I’m not sure why I waited so many years to take on the fire challenge, but it took about three months of research, study and practice to learn specific techniques that prove successful most of the time.
Fire was man’s first big discovery. From that, homes were warmed, foods were cooked and metals were shaped. And when I was able to get that first glowing coal from a mechanical arrangecoal from a mechanical arrangement with two pieces of river willow, I shouted, “Yes!”
Now I’m not going to say that I was as giddy as when first man did this. I had the assurance that if I failed, I could flick my Bic or Zippo. But first man would have gone to bed cold and in the dark, having eaten raw meat for supper.
I learned all I needed to know about this skill from the Internet. I was surprised that there were so many people out there trying to learn how to do this. We talked back and forth in forums on which woods work the best, how much pressure to put on the drill and how to convert the glowing coal into a “bird’s nest” to grow into flame.
There was no one around who knew how to teach me this when I was a kid. And like I said, I wasn’t a Boy Scout. As well, I’ve known several people who were Boy Scouts who never learned to do this.
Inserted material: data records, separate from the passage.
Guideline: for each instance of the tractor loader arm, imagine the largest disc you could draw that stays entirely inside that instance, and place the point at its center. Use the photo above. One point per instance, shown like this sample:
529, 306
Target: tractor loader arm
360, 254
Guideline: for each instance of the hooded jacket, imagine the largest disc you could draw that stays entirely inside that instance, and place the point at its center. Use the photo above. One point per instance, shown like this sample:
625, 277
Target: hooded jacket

Warming by a fire that I built by rubbing two sticks together was indeed a sense of accomplishment. It made me appreciate the toils of early man. And in the process of getting to those feelings, it burned a hole in the linoleum on the floor of my utility barn. I actually grilled a steak over a fire that I built with this primitive method. It added much perspective to my accomplishment.
And so if anyone ever doubts that I have acquired this skill, I will offer to let them watch me do it. Or I can just show them the hole in the floor.